ECLI:NL:CRVB:2020:2494
Centrale Raad van Beroep
- Hoger beroep
- Rechtspraak.nl
Beoordeling van de inkomensondersteuning AOW en de toepassing van kortingen op basis van verzekeringsjaren
In deze zaak heeft de Centrale Raad van Beroep op 15 oktober 2020 uitspraak gedaan in hoger beroep tegen de uitspraak van de rechtbank Amsterdam. De appellant, die een ouderdomspensioen op grond van de Algemene Ouderdomswet (AOW) ontvangt, heeft hoger beroep ingesteld tegen de beslissing van de Sociale verzekeringsbank (Svb) die een korting van 10% op zijn inkomensondersteuning AOW had toegepast.
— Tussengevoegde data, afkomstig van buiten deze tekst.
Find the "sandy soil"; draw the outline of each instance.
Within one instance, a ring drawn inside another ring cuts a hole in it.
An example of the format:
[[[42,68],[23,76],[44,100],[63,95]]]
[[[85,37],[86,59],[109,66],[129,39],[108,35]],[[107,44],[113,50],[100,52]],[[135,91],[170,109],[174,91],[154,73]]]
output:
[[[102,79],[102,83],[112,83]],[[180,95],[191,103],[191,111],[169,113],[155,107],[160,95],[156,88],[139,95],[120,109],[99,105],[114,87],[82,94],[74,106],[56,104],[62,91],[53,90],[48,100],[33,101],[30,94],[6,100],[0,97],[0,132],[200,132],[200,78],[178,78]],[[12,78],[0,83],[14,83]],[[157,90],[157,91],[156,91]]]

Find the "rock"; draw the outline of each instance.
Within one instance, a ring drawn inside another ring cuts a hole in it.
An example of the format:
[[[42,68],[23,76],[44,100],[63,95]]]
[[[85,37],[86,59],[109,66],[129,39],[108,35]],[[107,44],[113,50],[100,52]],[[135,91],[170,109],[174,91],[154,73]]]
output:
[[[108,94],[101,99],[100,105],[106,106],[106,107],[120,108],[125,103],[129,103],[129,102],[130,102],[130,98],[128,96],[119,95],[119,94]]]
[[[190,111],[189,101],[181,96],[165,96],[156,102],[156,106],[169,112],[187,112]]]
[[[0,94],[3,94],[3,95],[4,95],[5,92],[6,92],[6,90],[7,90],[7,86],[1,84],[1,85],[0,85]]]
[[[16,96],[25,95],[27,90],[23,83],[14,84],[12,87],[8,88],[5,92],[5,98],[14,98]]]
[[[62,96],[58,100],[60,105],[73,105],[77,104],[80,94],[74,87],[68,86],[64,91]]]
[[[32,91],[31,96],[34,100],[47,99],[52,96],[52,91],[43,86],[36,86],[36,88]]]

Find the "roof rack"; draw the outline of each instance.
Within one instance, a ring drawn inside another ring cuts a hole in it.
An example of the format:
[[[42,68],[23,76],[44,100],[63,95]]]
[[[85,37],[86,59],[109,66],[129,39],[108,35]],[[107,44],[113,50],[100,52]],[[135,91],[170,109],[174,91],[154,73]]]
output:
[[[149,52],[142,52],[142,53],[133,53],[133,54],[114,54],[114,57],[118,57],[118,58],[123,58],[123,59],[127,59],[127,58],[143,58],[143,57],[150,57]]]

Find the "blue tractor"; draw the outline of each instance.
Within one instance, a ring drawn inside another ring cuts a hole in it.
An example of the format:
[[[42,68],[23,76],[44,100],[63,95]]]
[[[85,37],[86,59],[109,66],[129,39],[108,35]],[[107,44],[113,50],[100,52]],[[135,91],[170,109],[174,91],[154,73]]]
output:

De korting was gebaseerd op het feit dat appellant gedurende vijf jaar niet verzekerd was voor de AOW. De rechtbank had eerder het beroep van appellant ongegrond verklaard, en de Centrale Raad bevestigt deze uitspraak.
De Raad oordeelt dat de gronden van appellant geen doel treffen. Volgens artikel 33a, tweede lid, van de AOW is het recht op inkomensondersteuning AOW aan dezelfde voorwaarden gebonden als het recht op ouderdomspensioen. De Raad wijst erop dat de rechtbank terecht heeft vastgesteld dat appellant niet verzekerd was voor de AOW in de relevante periodes, en dat de Svb de korting op de inkomensondersteuning terecht heeft toegepast. Appellant had verzocht om nader onderzoek naar zijn verzekeringsstatus in de periode van 13 juni 1967 tot en met 16 januari 1970, maar de Raad oordeelt dat er in deze procedure geen plaats is voor dergelijk onderzoek.
De uitspraak van de Centrale Raad van Beroep bevestigt de eerdere beslissing van de rechtbank en er is geen aanleiding voor een veroordeling in de proceskosten. De uitspraak is gedaan door A. van Gijzen, met E.M. Welling als griffier, en is openbaar uitgesproken op 15 oktober 2020.